In 2025, Law Forward, along with counsel at Stafford Rosenbaum LLP and the Election Law Clinic at Harvard Law School, filed a motion to intervene in Bothfeld v. Wisconsin Elections Commission charging that Wisconsin’s Congressional maps constitute an anti-competitive gerrymander.

=== Union Rights ===
In 2024, Law Forward along with co-counsel Bredhoff & Kaiser, overturned the anti-union 2011 Wisconsin Act 10 law in Dane County Circuit Court. The law, which was enacted by former Governor Scott Walker (R), sparking mass protests in 2011, led to a crisis in teacher pay and retention and harmed the public education system, according to reports.

=== Accountability ===
In 2023, Law Forward filed a 100-page complaint to the Wisconsin Office of Lawyer Regulation (OLR), alleging that Supreme Court Justice Michael Gableman engaged in unethical and deceitful conduct during  a probe into the results of the 2020 election. Gableman was appointed to an Office of Special Counsel by Wisconsin Assembly Speaker Robin Vos in 2021. Gableman was fired by Vos a year later, and the price tag for the probe reached some $2 million. In 2025, Gableman stipulated to the suspension of his law license for three years in an agreement with the Office of Lawyer Regulation.
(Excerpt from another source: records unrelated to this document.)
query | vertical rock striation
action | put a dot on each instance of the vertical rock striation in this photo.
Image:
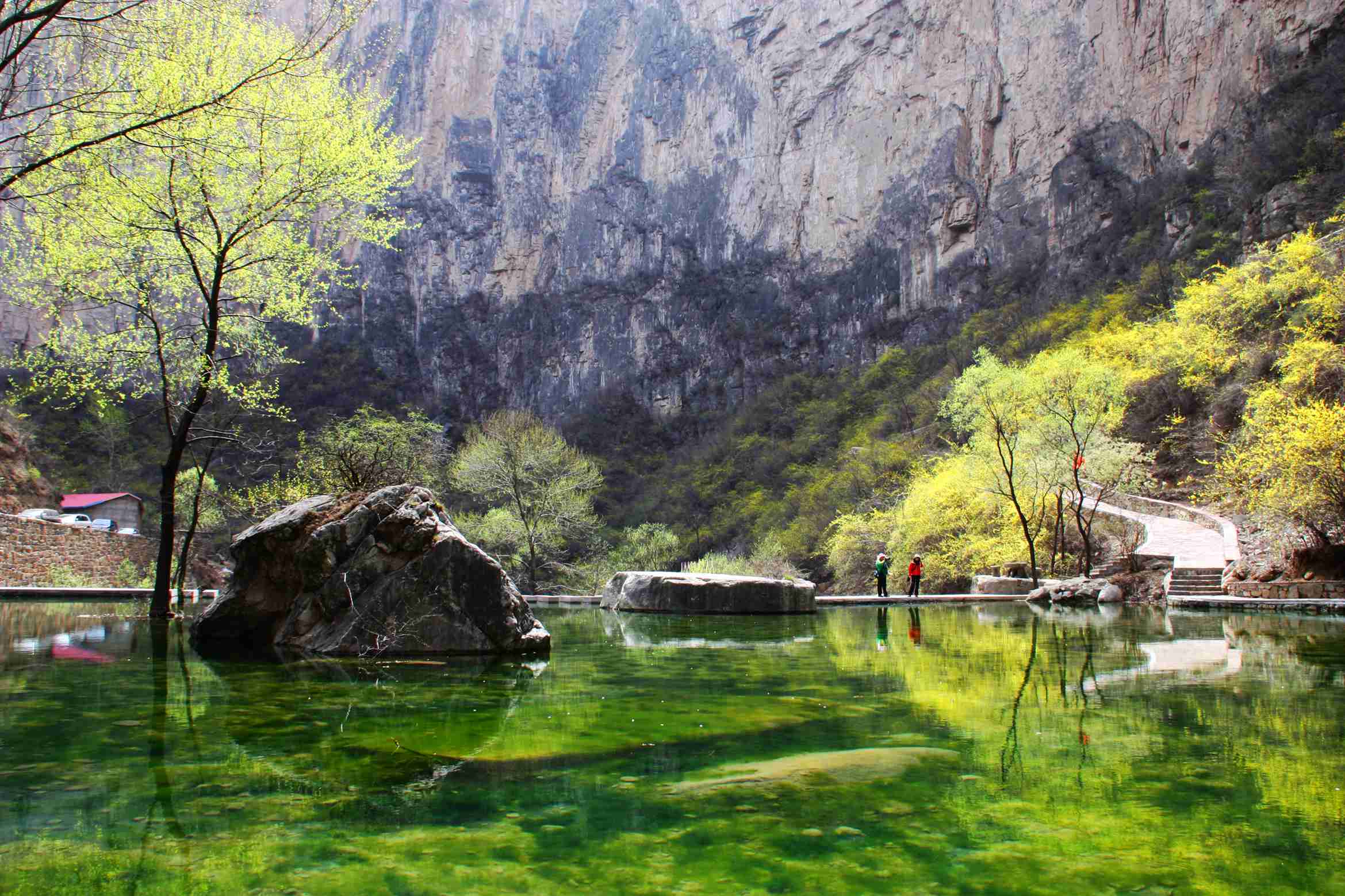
(684, 198)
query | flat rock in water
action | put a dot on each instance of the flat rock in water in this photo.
(367, 575)
(846, 766)
(703, 593)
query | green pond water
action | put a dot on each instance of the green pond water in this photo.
(1002, 751)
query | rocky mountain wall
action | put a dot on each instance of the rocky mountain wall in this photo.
(685, 198)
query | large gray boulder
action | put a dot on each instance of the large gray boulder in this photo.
(1005, 584)
(367, 575)
(1072, 593)
(705, 593)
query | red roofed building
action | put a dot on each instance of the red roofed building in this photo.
(121, 508)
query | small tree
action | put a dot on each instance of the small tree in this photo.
(1079, 402)
(997, 406)
(537, 483)
(162, 264)
(371, 449)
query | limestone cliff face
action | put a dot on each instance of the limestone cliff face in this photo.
(685, 198)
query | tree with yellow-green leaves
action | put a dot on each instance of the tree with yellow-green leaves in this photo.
(162, 262)
(1079, 405)
(72, 73)
(996, 405)
(1289, 461)
(540, 491)
(1041, 439)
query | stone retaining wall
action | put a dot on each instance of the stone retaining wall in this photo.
(1287, 590)
(30, 550)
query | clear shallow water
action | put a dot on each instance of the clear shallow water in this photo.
(1124, 753)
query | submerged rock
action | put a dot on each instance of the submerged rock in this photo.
(367, 575)
(701, 593)
(848, 766)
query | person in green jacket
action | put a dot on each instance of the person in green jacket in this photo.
(880, 571)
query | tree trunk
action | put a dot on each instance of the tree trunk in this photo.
(1085, 531)
(191, 526)
(1057, 531)
(167, 520)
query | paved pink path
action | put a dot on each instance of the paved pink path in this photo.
(1192, 544)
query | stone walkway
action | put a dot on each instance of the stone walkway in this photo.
(1189, 544)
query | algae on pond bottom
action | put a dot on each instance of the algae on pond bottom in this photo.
(848, 766)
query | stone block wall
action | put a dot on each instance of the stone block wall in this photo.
(1289, 590)
(30, 550)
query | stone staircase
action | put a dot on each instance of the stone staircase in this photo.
(1196, 582)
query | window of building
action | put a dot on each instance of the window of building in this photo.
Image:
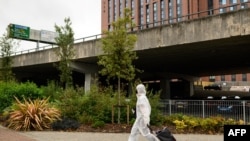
(109, 11)
(243, 5)
(170, 11)
(233, 77)
(244, 77)
(212, 78)
(162, 11)
(233, 7)
(126, 3)
(147, 14)
(222, 78)
(155, 13)
(141, 14)
(222, 4)
(121, 8)
(133, 8)
(115, 10)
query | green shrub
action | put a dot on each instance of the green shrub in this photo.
(9, 90)
(32, 115)
(98, 124)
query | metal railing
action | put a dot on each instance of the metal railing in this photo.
(233, 109)
(174, 20)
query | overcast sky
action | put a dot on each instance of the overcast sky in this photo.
(85, 16)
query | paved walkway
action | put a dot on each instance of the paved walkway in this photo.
(10, 135)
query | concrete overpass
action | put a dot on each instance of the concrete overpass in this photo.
(213, 45)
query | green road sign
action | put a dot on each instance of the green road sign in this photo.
(19, 31)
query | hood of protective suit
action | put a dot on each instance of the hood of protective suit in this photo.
(141, 90)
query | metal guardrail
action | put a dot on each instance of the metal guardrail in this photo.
(174, 20)
(233, 109)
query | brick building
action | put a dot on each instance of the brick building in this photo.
(150, 13)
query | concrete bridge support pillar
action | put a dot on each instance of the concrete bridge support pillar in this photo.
(165, 85)
(89, 81)
(89, 71)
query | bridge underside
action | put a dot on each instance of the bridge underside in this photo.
(217, 57)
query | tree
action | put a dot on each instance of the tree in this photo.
(117, 46)
(7, 44)
(65, 52)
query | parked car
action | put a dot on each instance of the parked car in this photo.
(229, 104)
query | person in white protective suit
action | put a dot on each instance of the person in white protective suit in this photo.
(143, 111)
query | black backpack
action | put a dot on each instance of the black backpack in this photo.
(164, 134)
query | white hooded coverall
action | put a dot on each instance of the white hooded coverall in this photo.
(143, 111)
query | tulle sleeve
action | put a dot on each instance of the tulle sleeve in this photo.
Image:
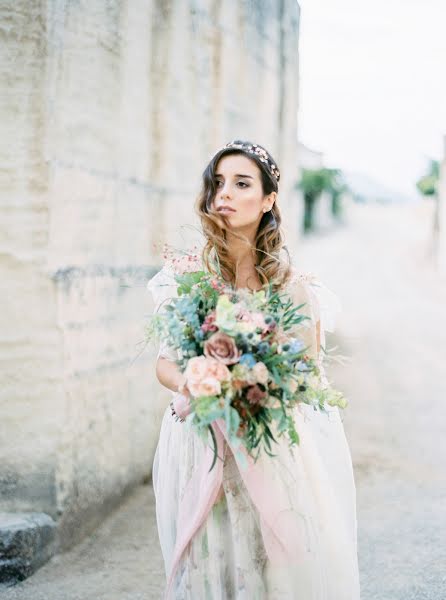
(163, 288)
(320, 304)
(326, 304)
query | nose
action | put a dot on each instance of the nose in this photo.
(224, 192)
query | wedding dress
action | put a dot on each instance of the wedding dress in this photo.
(283, 530)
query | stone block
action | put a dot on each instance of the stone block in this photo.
(27, 541)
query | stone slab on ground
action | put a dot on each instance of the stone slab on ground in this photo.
(27, 541)
(121, 560)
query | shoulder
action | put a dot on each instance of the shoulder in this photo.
(178, 262)
(325, 303)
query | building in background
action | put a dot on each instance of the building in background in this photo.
(111, 112)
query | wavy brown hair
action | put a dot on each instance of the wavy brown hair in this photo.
(269, 249)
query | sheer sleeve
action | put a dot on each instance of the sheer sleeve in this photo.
(163, 288)
(320, 304)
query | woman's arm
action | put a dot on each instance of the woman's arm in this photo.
(169, 375)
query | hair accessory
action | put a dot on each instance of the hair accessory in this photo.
(259, 151)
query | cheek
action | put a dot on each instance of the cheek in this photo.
(252, 203)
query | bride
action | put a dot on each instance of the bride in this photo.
(285, 528)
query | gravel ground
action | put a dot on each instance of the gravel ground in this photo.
(392, 330)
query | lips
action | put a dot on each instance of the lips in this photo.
(225, 209)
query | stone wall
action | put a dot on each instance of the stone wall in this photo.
(111, 111)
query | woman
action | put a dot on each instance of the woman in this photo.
(286, 526)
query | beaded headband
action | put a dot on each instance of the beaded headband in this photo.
(260, 152)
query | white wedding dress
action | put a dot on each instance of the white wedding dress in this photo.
(226, 558)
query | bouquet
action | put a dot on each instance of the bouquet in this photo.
(243, 360)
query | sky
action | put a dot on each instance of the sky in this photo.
(373, 86)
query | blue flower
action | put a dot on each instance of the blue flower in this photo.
(247, 360)
(296, 346)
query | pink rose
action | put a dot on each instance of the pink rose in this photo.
(204, 376)
(256, 396)
(209, 323)
(222, 347)
(260, 373)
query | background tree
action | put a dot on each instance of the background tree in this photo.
(428, 185)
(312, 183)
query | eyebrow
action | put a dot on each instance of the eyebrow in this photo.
(236, 175)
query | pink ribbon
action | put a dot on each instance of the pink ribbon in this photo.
(283, 531)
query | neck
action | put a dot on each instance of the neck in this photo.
(244, 258)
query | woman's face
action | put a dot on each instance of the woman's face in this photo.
(239, 195)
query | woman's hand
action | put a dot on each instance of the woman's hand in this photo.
(171, 377)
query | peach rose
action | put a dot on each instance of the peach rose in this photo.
(260, 373)
(222, 347)
(204, 376)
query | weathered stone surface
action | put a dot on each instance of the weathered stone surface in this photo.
(112, 111)
(27, 541)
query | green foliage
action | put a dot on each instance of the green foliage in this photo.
(428, 184)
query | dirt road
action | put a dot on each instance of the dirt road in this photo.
(394, 331)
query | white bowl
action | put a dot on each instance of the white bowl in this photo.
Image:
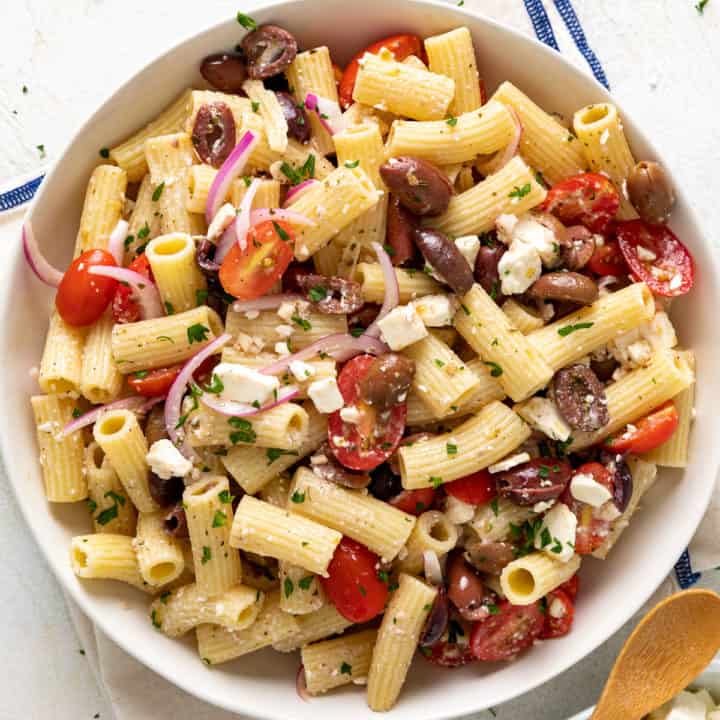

In 2025 Law Forward, Democracy Defenders Fund, and Hecker Fink LLP filed a complaint in Dane County Circuit Court on behalf of the nonpartisan Wisconsin Democracy Campaign and a group of Wisconsin voters, alleging “that billionaire Elon Musk and groups affiliated with him violated multiple Wisconsin laws—including the election-bribery statute—during the 2025 Wisconsin Supreme Court election."

== People ==
The Legal Advisory Council at Law Forward includes former legislators, politicians, and judges.

- Hon. Russ Feingold, Former United States Senator from Wisconsin, President of the American Constitution Society, Honorary Co-Chair
- Hon. Barbara Lawton, Former Lieutenant Governor of Wisconsin, Honorary Co-Chair
- Hon. Paul Higginbotham, Former Judge for the Wisconsin Court of Appeals
- Ian Bassin, Executive Director of Protect Democracy

== Media ==
Mandell has been interviewed in various media outlets, including the Rachel Maddow Show on MSNBC, The Washington Post, The New York Times, the Milwaukee Journal Sentinel, the Associated Press and many others.